Morte wrote:
"It seems to me that you're not objecting to T20 having Feats, an on/off mechanic that works alongside the variable Abilties and Skills (different tools for a different jobs). Rather, it seems that you object to what it used them for -- you think they're too hi-falutin' and melodramatic."
Mr. Morte,
Exactly! If only I could have explained it so succinctly then a lot of bandwidth would have been conserved.
"If I read you right, then your objection finally makes sense to me."
After reading your response, I'd say you are reading me correctly.
"So, assuming we're on the same wavelength... I can see why you got that impression, but I don't think it's actually quite as bad as you paint it."
Okay. Let's examine your examples...
"Uh, that one (the minions and followers feat - LEW) is entirely left out of the feat list Player's Handbook and put in the Dungeon Master's Guide as an option."
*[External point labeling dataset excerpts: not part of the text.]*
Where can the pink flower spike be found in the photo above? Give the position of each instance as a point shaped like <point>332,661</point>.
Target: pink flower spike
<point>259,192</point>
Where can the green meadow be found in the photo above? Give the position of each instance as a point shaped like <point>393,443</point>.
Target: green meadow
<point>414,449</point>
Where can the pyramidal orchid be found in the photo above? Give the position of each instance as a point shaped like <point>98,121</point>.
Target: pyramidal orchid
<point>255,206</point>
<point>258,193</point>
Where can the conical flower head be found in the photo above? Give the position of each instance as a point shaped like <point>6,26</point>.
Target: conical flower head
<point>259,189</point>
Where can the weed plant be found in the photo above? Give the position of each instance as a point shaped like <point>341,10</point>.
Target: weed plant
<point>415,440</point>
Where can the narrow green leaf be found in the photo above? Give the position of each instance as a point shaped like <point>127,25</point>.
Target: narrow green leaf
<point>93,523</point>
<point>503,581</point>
That feat is precisely the one discussed here at CotI. The original poster wanted to know how to apply it to the Traveller setting. When he was told it had no place in the Traveller setting; even Mr. Hunter Gordon agreed, the poster still wanted ideas about how to fit it into the Traveller setting.
Option or no, in the Player's Handbook or the DM's Guide, people will use it because it is part of the d20 rules set. The GM who decides to 'house rule' it out of effect will be forced to explain that to the PCs who want to use it. Even with the release of T20, the d20 system still requires the GM tweaks before her group can play Traveller in its original style.
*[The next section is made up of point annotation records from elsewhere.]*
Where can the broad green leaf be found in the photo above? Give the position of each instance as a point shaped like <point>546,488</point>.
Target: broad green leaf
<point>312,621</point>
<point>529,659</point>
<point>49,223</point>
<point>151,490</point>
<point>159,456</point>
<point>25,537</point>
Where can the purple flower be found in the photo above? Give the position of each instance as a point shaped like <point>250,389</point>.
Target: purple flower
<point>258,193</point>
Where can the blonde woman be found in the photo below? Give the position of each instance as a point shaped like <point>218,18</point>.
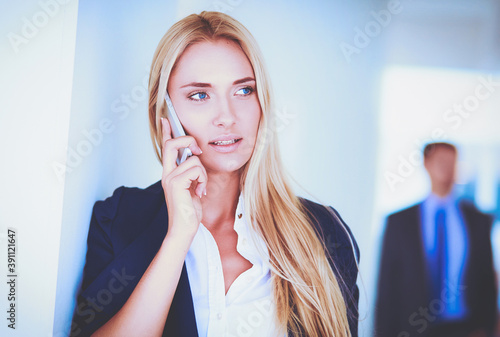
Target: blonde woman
<point>220,246</point>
"You'd have to rebalance it (various d20 feats - LEW) for T20 though. In D&D it's balanced against other feats because you get lower level followers and they take XP. Level is hugely important in D&D but it counts for less in T20."
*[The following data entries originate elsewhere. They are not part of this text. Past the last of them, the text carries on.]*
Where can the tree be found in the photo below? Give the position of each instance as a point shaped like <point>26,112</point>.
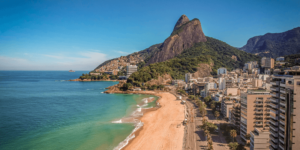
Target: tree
<point>127,86</point>
<point>161,87</point>
<point>248,136</point>
<point>233,134</point>
<point>233,146</point>
<point>217,114</point>
<point>212,106</point>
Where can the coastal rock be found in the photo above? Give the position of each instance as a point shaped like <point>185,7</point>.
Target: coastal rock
<point>185,35</point>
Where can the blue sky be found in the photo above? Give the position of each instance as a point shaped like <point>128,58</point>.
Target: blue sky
<point>79,35</point>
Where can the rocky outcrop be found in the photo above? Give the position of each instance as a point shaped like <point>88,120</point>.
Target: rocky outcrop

But levels and feats are still there, imperfectly recast in different roles despite a valiant effort by the T20 authors and still carrying loads of play style baggage from d20. d20 is a superb set of rules, but d20 was never meant to be a generic set of rules. Rather than having a play style neutral system; as GURPS purports to be, that is then tweaked to handle various settings and styles, d20 is a specific play style system that is tweaked in an attempt to handle different play styles.
It's a clunky analogy, but I'll use foodstuffs to try and illustrate my point. A generic RPG system is tofu; it designed to have no specific 'taste'. The GM than 'flavors' it to create the 'taste' she requires; tweaking the generic system to produce a cinematic Flash Gordon on Mongo RPG session or a nitty-gritty cyberpunk setting. GURPS and FUDGE were designed from the ground up to be 'tofu'. (whether they succeeded or not is beyond the scope of this thread.)
Unlike FUDGE or GURPS, d20 was never designed to be tofu. It has a very distinct 'flavor' all its own. When a GM uses d20 to create another 'flavor', she must first remove the original d20 flavor and then impart the flavor she is trying to achieve. The two stage process that the faux-generic d20 requires; removing and adding instead of merely adding, is far more clunky and far less certain than the simple additive process that an actual generic system uses.
When using the faux-generic d20 and its offspring; T20, M20, etc., various bits and pieces remain despite the GM's flavoring attempts. It may be a Traveller setting, but 'minions and followers' can still be tasted! That is what I'm striving to explain, despite the best of intentions and the best of efforts, IMEHO there is still far too much of d20's flavor in the T20 style of play. I don't think that d20 can be changed at so deep a level, it is what it is. If this isn't true than questions about XP harvests or minions & followers would not have appeared on these fora.